お薦めの本-22『食の堕落と日本人』『醗酵の力』

世界中の人々の「気質」「気性」が国により異なるのは、その土地(国)で採れた食べ物を食べることにより形作られます。それゆえ、世界中の国家は農業を「国の基」として政策を推し進めています。しかし、日本の家庭には国籍不明の食があふれ、食の乱れは、個人の体の変調のみならず、社会の崩壊につながり、民族の存亡にかかわる重大現象と、本書は「農の視点」から警告してます。
「国を滅ぼすには、武器を使わなくても食を変えれば自然に亡ぼすことが出来る・・・」という戦後GHQ(占領軍)の謀略説ともいわれた政策(農地解放・米切り捨て策)に乗って進められ60年が経ちました。今、日本の農業は息絶え絶えとなり、食料自給率はエネルギー換算で30パーセント台の危機的な状況にまで下がっています。
醸造家に生まれ、農学を学んで子弟に「日本の食」を教える著者が、醗酵(微生物学)を通して日本の農業再生の道しるべを示し、「医食同源」を説き、食生活の変化による民族の遺伝子が危うくなっている現状に警鐘を鳴らします。そして、正しい「食事学」が日本および日本人を救うとも説いています。
農・水産業は国の生命維持産業と位置づける主張に、今こそ国民一人一人が、真剣に耳を傾ける必要があるのではないでしょうか。
★小泉さんは箸を持った憂国の士です。
この本は、肉となり、骨となり日本を支える精神になります。僕は小泉さんと同じものを喰って、同じウンコをしたい思っています。・・・・永 六輔
『食の堕落と日本人』
★著者・小泉武夫
東京農業大学教授・醸造学、醗酵学専攻・農学博士
★売価・・・・ 1,575円(税込み)東洋経済新報社
普通の日本人なら毎日食べるであろう味噌、醤油、納豆、漬け物、かつぶし、酢などや左党の好きなお酒などは日本の醗酵食品を代表する食べ物です。福島県の酒屋の伜である小泉先生が、専門の醸造、醗酵についてわかりやすく蘊蓄を語った一冊です。

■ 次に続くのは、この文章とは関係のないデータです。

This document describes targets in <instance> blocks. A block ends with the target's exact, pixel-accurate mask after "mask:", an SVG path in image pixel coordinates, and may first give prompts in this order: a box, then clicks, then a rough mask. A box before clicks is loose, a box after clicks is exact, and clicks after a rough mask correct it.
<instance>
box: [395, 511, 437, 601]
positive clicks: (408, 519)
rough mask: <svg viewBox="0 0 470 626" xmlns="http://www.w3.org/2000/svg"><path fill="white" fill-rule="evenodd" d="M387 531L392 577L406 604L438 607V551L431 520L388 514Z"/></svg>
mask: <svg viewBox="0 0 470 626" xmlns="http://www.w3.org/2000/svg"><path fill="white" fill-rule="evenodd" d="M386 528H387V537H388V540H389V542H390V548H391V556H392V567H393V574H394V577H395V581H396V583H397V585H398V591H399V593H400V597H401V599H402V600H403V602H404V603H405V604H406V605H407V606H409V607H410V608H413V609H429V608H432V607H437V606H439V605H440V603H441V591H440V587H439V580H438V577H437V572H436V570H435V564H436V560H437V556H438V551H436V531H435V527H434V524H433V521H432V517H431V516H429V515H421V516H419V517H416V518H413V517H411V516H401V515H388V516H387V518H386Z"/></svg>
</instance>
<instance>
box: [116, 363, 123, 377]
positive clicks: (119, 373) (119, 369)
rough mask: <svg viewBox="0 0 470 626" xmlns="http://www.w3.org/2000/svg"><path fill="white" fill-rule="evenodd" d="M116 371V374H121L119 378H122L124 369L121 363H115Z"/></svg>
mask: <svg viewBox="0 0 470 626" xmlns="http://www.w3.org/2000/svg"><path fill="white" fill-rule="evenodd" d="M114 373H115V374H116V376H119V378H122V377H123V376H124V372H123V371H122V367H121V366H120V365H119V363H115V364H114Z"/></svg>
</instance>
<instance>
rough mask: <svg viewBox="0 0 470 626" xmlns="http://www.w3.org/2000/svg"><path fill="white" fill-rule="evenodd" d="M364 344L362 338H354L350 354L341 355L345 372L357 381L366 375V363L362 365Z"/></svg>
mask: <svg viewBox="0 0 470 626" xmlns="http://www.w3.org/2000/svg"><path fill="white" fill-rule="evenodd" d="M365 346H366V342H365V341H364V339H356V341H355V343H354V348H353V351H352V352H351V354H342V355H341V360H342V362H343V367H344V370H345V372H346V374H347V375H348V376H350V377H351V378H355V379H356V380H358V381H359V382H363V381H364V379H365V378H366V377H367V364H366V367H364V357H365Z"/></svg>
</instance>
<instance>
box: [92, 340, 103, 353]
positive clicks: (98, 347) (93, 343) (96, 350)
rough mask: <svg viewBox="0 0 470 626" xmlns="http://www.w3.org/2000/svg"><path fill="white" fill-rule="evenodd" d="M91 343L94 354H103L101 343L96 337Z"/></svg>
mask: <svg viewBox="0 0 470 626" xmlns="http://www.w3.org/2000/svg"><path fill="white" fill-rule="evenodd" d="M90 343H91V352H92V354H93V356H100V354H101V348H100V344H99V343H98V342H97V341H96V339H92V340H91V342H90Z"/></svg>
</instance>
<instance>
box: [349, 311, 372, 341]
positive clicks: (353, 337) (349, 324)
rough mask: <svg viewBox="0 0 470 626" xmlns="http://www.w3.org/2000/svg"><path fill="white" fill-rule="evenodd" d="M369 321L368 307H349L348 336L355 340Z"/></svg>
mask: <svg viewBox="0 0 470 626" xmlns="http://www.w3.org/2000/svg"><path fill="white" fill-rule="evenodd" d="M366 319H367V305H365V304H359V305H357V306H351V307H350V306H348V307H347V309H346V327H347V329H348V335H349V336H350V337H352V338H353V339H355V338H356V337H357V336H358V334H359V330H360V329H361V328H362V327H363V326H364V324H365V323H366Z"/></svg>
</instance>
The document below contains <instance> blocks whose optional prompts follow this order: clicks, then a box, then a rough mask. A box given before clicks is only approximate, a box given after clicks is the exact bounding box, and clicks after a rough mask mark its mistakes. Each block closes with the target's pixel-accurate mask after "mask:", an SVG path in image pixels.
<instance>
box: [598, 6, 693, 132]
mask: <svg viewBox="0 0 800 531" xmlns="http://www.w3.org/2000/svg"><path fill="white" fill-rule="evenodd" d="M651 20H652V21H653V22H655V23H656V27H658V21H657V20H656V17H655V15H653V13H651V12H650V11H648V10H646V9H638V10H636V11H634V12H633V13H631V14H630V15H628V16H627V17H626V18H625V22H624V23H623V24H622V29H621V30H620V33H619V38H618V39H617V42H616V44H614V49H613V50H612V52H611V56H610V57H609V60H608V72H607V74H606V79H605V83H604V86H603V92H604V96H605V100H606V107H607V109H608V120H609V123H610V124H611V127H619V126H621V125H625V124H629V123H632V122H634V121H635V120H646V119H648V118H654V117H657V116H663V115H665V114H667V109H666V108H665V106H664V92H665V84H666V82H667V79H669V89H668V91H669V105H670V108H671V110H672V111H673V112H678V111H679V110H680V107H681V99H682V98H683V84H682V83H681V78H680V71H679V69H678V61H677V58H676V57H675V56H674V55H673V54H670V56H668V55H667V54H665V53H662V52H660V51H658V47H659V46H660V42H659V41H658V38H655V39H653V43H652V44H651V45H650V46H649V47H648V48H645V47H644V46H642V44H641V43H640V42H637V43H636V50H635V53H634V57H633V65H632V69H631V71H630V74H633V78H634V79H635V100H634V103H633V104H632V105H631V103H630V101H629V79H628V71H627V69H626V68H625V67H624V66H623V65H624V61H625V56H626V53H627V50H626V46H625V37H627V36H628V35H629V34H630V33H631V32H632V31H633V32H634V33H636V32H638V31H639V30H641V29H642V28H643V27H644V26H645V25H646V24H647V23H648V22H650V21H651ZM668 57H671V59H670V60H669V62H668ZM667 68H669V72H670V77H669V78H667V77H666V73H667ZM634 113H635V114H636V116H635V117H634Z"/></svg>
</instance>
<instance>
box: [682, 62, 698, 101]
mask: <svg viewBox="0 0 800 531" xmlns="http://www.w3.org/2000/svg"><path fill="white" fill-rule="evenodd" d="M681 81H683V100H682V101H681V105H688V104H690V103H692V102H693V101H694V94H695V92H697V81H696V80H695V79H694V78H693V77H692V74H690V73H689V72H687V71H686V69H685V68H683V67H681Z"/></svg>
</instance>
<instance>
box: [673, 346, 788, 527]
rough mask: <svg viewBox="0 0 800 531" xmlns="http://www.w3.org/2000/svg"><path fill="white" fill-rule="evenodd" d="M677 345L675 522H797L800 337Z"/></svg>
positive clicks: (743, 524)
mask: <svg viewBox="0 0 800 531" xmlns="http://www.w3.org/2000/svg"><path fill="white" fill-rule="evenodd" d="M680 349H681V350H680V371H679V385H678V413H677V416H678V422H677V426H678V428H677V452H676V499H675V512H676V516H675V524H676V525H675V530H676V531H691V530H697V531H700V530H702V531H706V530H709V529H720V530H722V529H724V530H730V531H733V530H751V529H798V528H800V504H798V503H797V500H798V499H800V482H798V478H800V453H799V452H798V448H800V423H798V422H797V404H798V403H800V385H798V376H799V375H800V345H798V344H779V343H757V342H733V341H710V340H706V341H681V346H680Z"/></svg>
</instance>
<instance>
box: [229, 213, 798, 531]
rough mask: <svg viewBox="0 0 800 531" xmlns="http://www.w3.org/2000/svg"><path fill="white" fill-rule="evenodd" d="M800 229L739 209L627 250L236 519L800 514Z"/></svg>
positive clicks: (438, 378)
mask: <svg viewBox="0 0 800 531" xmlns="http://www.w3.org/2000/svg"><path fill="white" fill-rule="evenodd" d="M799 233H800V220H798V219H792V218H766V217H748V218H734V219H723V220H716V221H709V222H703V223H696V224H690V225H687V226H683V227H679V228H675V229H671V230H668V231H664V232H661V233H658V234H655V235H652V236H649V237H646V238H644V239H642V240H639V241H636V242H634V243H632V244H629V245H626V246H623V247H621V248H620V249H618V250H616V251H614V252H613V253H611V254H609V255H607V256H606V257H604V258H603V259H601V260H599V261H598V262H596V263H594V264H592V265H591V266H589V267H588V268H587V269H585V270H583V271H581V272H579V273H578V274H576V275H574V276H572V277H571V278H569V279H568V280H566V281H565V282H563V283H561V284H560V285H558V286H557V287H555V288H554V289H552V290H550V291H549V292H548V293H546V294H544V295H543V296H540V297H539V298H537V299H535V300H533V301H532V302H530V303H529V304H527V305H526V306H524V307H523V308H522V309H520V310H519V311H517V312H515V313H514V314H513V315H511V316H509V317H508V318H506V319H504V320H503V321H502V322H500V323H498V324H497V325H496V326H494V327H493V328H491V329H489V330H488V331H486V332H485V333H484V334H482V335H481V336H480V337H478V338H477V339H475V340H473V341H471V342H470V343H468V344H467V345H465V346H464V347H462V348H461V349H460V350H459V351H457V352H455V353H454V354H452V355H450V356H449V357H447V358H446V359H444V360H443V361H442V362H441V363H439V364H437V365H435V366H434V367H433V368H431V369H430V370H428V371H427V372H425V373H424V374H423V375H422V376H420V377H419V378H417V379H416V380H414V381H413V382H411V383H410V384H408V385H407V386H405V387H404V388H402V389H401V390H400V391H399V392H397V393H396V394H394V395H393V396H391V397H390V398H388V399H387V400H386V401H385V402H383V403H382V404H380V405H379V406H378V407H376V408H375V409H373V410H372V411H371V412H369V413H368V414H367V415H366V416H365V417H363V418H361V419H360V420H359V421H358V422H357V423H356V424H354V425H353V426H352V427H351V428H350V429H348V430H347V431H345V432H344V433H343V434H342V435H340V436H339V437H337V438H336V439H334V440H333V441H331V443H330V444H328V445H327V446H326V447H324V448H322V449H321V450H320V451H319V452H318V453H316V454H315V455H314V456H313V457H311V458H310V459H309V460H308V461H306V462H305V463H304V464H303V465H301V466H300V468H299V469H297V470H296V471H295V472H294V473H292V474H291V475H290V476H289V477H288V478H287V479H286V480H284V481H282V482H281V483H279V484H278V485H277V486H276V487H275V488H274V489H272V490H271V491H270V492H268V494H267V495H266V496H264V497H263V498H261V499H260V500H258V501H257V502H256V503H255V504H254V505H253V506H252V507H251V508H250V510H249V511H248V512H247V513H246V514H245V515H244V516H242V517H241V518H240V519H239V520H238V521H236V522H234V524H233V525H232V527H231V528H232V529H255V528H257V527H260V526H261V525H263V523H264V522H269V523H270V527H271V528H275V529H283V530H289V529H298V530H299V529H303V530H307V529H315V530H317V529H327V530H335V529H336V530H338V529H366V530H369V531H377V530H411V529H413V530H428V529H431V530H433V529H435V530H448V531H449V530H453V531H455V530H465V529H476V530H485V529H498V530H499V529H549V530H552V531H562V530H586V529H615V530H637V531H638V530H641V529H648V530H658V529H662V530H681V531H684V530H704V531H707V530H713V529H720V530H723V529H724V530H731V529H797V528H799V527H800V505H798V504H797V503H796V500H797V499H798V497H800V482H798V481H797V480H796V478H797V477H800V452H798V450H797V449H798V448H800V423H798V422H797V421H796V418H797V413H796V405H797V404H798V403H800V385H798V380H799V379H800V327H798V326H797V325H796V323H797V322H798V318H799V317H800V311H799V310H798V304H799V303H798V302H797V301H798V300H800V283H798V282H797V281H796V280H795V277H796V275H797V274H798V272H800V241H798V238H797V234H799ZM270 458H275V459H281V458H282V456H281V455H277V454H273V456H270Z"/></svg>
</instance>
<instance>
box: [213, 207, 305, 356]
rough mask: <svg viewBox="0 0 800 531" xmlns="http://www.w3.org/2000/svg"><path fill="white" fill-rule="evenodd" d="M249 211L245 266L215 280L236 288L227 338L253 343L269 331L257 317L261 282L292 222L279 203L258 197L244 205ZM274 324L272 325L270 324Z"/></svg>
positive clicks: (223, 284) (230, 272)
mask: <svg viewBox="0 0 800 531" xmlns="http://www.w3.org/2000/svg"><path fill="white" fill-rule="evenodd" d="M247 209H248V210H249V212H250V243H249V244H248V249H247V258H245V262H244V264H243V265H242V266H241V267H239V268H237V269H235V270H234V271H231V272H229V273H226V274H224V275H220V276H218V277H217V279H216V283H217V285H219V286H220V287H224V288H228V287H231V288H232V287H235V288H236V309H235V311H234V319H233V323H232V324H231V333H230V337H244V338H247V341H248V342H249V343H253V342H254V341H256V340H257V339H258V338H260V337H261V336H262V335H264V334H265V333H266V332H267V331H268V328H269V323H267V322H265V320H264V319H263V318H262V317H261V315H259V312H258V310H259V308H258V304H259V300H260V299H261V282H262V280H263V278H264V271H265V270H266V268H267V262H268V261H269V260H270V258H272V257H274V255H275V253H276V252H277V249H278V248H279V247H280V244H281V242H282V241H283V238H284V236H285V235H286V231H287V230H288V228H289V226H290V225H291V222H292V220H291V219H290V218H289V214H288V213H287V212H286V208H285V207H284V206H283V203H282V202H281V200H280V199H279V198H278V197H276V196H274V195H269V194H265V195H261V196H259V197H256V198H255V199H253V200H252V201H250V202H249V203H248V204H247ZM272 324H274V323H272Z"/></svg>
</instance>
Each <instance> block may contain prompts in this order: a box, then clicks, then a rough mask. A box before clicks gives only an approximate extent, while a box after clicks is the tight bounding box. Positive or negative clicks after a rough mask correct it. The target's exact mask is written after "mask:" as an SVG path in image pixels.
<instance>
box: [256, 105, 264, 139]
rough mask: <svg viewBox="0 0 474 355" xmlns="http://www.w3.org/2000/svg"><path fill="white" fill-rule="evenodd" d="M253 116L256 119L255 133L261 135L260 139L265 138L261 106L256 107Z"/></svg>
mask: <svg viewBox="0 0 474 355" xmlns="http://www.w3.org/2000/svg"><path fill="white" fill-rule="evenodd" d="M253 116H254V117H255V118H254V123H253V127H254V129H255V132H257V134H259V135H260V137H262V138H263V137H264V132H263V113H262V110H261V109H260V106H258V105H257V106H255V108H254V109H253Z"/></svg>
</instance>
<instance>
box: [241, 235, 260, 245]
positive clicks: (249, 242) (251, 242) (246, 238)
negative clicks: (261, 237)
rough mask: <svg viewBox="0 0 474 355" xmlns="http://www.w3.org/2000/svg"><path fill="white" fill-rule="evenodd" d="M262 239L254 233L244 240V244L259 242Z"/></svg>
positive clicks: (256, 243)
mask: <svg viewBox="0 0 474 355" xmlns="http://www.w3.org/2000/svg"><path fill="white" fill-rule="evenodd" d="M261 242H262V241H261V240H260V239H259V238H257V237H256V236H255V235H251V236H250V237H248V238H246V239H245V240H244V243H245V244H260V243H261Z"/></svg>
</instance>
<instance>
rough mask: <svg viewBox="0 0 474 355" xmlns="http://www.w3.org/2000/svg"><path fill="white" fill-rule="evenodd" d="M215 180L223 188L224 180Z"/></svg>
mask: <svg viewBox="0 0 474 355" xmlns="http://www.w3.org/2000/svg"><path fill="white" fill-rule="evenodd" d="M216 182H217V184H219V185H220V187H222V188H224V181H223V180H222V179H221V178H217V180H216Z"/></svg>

日本食の醗酵技術は世界に冠たるものですが、意外と日本人が知らないで外国から注目されている技術が沢山あります。にもかかわらず日本は食料輸入大国で食べ物を作らない国になってしまいました。個々の醗酵食品に関する章も興味深いことが書いてありますが、醗酵技術が日本の食料事情の改善、再生に役立つ展望が示されて、「温故知新」ふるきをたずね、新しきを知る本といえます。